Le dernier match officiel disputé contre Valencia par Parejo remonte à… 3486 jours avec Getafe et les Azulones avaient perdu 4-2 à domicile. Le buteur blanquinegro ? Roberto Soldado, passé ensuite par Villarreal et auteur d’un quadruplé ce soir-là. Et qui était le coach che ? Unai Emery évidemment !

A LIRE – Unai Emery, de retour à sa place

Emery, lié à plus d’un titre

Arrivé à Valencia en 2008 en provenance d’Almería, Unai Emery a été dévalué avec l’usure du temps et un sprint supersonique pour célébrer le but de Stéphane Mbia en 1/2 finale de Ligue Europa avec Séville. Pourtant, pendant 4 saisons, le Basque a toujours qualifié le VCF en Ligue des Champions malgré des départs importants chaque année (David Villa, David Silva, Jaime Mata, Raúl Albiol). Un sacré tour de force qui ne saurait être oublié. Mais si Valencia constituait un tremplin pour lui, sa signature à Villarreal est l’occasion pour lui de se relancer après un passage très mitigé à Paris et la succession impossible d’Arsène Wenger à Arsenal. Petit à petit, Emery veut imprimer son style, même si cela prendra un peu de temps eu égard à toutes les arrivées. Et ce n’est pas contre son ancien club que l’on pourra pleinement en juger : Gerard Moreno et Pervis Estupiñán sont blessés et Francis Coquelin revient progressivement après avoir été touché lui aussi en début de saison.

Pour autant, ce sera également le temps de plusieurs retrouvailles pour Emery. Il recroisera la route de Javi Gracia, son ancien coéquipier à la Real Sociedad en 1995-1996 et avec qui il entretient une amitié depuis de nombreuses années. Lorsque les deux entraîneurs étaient en Premier League, Emery chez les Gunners, Gracia chez les Hornets de Watford, ils avaient l’habitude de déjeuner ensemble à Londres. Ce lien n’a pas empêché le Basque de souffler Juan Foyth au Navarrais lors du mercato estival. Dommage pour Valencia qui avait enfin trouvé un nom qui faisait l’unanimité…

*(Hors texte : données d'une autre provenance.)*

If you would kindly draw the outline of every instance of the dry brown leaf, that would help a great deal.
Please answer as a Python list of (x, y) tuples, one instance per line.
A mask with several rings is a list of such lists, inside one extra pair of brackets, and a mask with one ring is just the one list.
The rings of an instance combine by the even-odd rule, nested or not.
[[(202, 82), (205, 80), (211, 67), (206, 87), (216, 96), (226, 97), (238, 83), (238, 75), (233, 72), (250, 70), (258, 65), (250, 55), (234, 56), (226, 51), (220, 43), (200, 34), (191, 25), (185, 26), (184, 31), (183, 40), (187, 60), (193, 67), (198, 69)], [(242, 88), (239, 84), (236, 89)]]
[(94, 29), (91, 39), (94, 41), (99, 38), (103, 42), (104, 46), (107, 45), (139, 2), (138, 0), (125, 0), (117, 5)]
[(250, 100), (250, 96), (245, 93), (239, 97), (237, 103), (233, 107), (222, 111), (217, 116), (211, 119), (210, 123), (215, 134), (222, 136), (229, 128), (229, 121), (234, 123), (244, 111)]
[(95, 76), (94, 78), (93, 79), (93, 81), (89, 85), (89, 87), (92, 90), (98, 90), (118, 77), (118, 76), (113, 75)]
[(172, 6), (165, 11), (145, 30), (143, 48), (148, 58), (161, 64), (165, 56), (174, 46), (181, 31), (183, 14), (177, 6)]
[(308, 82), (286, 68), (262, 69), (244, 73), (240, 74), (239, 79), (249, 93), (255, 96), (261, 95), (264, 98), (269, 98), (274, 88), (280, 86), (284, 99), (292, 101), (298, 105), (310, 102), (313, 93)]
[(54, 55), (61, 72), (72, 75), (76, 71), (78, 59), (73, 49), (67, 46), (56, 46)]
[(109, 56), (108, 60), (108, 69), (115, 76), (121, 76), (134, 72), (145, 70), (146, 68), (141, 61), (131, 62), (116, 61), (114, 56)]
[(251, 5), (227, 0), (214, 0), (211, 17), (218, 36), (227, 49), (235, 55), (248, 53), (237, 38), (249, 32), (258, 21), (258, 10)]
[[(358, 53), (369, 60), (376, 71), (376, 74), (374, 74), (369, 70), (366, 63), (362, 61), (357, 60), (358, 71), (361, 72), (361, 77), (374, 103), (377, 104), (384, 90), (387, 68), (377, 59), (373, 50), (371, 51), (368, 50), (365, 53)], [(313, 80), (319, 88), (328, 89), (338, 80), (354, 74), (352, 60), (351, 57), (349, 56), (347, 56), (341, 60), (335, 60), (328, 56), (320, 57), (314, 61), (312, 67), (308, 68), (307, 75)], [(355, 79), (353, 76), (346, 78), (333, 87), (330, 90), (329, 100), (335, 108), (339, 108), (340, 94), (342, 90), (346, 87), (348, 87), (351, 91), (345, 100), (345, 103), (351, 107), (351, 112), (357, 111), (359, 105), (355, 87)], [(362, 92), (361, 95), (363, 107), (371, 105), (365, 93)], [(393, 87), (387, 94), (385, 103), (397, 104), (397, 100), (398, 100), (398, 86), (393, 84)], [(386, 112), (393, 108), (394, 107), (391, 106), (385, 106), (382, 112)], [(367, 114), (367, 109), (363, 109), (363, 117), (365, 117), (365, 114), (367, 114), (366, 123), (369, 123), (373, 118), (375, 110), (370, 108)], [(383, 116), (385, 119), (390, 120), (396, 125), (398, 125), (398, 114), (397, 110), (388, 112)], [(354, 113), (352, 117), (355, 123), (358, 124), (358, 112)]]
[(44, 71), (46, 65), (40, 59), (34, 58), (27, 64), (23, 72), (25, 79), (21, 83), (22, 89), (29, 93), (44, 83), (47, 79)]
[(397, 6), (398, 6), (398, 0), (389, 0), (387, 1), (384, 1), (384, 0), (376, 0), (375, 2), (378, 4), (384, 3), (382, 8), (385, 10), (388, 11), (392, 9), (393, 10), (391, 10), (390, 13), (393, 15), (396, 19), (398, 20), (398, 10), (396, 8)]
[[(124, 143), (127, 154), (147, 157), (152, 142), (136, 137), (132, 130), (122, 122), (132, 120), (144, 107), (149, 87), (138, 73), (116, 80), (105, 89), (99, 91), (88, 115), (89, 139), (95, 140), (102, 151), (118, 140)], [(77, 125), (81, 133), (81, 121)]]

Emery retrouvera aussi un certain Yunus Musah, la nouvelle coqueluche che. Convaincu par Pablo Longoria d’intégrer la cantera blanquinegra alors qu’il était une grande promesse d’Arsenal, l’ailier était surveillé de près par l’Espagnol qui a songé le lancer avec l’équipe première. Un peu à la manière d’Isco qu’il avait promu à Valencia, Emery n’a pu qu’assister impuissant au départ de l’Anglais vers d’autres cieux.

Ce duel sur fond de rivalité régionale symbolise plus que jamais les liens étroits entre les deux clubs car, outre les 5 joueurs de Villarreal passés par Valencia, il faut aussi y ajouter Gabriel Paulista et Denis Cheryshev qui ont fait le chemin inverse. En somme, ce derbi est la réunion d’une famille qui attend l’heure du café bombón pour se disputer.